Anna’s Hummingbird

Yesterday, March 9th was my first time trying my hand at “Hummingbird photography.” It’s something that friends of mine that live just outside Courtenay and I have been wanting to try for a while. 

A little bit about Anna’s Hummingbird

The noisy, adaptive, and highly visible Anna’s Hummingbird has become a common sight and sound in the southwest corner of British Columbia. Since the 1930’s it has expanded north and east from a range that was previously restricted to coastal California, likely assisted by an increase in non-native flowering plants and sugar-water feeders. It arrived in British Columbia in the 1940’s but breeding has only been known here since 1986. It is one of British Columbia’s earliest breeding birds, starting to nest-build in mid-winter. Females can quickly re-nest, some females initiating second nests while young are still in the first nests, and sometimes taking and reusing nesting material from occupied nests. One female has been recorded making four consecutive overlapping nests in one season.

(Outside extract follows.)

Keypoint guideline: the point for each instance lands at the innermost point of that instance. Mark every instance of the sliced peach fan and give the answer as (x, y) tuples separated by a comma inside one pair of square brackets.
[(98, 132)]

The Anna’s Hummingbird is a resident in the southwest of the province, but may make local movements. Since the publication of “The Birds of British Columbia”, the breeding range of the species has expanded in coastal British Columbia to include the entire lower Fraser Valley, the southern Gulf Islands and southern and eastern Vancouver Island, with occasional records during the breeding season north to the mouth of the Stikine River.